En 2005 et 2006, la publication par le quotidien danois Jyllands-Posten d'une série de caricatures représentant le Prophète Mahomet avait provoqué de nombreuses manifestations ainsi que de vives polémiques au sujet de la liberté d'expression dans le monde arabe. Si aujourd'hui, la presse arabe et africaine condamne unanimement le massacre des membres de la rédaction de Charlie Hebdo, elle fait également part de ses inquiétudes pour le futur, en Europe, au Maghreb et au Moyen-Orient. VICE a joint trois responsables de rédaction en Tunisie, au Maroc et au Liban, pour qu'ils nous livrent leurs réactions.

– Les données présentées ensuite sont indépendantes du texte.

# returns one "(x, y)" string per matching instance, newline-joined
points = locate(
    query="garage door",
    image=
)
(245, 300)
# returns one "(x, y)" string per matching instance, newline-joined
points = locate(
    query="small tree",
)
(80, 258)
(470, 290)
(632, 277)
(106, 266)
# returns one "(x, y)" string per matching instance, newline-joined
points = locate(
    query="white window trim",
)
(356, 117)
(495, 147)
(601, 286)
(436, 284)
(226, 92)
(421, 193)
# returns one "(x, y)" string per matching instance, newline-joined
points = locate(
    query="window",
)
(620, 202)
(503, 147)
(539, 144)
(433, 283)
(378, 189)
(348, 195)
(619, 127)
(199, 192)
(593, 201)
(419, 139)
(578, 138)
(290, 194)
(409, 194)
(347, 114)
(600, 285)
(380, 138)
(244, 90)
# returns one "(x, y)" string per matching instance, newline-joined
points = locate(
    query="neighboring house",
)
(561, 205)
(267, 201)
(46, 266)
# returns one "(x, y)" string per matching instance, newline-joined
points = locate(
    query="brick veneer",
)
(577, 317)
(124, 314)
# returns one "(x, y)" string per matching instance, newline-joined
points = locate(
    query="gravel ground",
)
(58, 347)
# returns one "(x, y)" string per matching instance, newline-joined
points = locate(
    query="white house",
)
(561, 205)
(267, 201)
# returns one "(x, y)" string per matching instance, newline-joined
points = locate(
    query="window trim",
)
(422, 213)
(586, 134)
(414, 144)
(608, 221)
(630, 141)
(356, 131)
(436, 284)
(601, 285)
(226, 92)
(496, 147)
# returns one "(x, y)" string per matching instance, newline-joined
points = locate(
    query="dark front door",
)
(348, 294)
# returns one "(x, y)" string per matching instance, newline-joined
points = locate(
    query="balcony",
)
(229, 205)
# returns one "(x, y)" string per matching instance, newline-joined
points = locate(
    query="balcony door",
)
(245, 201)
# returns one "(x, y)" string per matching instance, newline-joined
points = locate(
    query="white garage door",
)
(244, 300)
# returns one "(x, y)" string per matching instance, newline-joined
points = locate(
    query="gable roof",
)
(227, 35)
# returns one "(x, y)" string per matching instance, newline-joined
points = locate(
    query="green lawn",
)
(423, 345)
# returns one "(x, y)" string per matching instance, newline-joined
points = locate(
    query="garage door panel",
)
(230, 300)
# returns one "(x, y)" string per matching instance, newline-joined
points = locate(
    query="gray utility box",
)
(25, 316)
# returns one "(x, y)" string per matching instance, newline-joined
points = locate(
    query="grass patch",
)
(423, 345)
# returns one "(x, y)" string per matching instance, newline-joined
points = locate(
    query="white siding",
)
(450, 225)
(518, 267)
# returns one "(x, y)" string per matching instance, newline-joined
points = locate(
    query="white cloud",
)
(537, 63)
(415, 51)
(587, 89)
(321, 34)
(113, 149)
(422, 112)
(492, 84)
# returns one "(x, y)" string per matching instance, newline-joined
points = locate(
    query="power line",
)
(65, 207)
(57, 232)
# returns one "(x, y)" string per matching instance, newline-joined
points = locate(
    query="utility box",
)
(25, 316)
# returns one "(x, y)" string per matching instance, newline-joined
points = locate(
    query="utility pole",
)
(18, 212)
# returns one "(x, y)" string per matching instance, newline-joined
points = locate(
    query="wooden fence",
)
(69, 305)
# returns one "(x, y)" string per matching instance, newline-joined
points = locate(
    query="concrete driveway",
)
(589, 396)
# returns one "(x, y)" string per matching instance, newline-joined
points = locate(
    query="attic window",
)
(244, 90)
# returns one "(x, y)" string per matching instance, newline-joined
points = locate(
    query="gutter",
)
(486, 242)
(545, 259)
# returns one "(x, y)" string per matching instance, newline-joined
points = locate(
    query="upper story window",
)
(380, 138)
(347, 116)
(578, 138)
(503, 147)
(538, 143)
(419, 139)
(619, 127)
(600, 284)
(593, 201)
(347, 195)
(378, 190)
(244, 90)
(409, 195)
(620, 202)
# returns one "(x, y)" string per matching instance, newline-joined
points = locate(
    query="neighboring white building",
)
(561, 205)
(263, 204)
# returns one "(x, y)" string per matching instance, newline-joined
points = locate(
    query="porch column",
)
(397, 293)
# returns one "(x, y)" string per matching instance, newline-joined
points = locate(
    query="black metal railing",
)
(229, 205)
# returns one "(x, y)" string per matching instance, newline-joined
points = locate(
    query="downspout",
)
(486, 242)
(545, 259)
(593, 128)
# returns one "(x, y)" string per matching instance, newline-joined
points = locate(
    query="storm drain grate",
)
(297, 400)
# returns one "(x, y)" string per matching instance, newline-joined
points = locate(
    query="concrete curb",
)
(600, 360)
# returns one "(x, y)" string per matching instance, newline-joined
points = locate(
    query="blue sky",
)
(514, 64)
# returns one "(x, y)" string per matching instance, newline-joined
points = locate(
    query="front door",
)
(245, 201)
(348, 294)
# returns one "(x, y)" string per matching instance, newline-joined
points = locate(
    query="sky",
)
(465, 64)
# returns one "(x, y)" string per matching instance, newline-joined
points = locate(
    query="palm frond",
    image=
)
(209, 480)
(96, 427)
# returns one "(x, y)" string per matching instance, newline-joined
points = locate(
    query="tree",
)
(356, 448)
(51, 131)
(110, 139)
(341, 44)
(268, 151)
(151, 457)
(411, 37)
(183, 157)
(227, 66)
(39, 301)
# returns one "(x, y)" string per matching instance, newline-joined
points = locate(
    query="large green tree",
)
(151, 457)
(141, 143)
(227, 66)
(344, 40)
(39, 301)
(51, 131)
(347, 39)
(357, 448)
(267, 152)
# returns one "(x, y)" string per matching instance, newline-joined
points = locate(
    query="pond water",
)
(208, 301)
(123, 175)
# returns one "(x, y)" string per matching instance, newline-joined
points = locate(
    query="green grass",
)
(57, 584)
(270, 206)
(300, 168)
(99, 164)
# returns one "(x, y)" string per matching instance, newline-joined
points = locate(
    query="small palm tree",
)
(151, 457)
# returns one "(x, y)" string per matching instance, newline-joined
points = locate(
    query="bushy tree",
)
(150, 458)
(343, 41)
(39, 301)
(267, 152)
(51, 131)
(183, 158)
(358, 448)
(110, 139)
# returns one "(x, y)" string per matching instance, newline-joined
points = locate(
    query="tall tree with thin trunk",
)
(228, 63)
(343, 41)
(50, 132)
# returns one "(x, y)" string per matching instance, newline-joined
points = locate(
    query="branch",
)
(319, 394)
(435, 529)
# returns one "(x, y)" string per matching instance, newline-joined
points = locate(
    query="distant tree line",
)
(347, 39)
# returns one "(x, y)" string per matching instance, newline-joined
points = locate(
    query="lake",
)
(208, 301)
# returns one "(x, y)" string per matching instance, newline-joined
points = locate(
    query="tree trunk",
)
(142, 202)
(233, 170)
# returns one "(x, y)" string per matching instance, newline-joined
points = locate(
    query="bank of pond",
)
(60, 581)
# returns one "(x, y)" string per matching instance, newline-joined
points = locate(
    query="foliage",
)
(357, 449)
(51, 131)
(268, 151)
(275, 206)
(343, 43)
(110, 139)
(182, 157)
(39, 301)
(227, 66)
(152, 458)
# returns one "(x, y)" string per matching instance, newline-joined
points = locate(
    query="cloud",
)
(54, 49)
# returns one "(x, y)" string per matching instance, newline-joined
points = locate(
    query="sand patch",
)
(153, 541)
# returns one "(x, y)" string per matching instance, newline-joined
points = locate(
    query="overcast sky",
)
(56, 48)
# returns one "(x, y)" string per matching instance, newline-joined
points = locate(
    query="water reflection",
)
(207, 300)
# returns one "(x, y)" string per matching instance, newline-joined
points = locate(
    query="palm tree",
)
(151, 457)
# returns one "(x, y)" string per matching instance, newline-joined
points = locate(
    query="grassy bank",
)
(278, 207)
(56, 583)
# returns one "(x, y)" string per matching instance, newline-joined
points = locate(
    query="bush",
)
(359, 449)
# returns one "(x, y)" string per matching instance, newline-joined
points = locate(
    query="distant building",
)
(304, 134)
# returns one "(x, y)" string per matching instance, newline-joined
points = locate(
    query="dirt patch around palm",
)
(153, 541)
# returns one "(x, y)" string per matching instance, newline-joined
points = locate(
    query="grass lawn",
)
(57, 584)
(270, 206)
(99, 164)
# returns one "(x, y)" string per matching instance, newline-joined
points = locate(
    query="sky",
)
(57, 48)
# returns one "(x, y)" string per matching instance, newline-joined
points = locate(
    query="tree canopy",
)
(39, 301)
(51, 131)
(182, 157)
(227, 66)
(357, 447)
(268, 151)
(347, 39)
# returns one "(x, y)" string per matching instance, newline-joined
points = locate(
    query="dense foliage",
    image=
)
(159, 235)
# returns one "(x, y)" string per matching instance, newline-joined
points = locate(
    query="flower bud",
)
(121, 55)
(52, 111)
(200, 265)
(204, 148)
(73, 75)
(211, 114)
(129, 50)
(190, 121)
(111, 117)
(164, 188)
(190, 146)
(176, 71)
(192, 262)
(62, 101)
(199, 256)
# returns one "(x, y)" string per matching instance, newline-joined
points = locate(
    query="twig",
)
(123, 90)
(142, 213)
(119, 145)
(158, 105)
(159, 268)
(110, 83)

Capture d'écran de la homepage de Nawaat

TUNISIE – Nawaat.org

Depuis la création du site en 2004, Nawaat fait figure d'élément perturbateur dans le paysage médiatique tunisien sclérosé et soumis au pouvoir. Indépendant et critique, son blog d'information rédigé en arabe et en français et l'un des plus visités du pays. Ayant activement participé aux soulèvements de 2011 au cours du Printemps arabe, il continue de traiter l'actualité politique et sociale de la Tunisie. Riadh Guerfali, cofondateur et rédacteur en chef, se dit « effaré » par le massacre de Charlie Hebdo.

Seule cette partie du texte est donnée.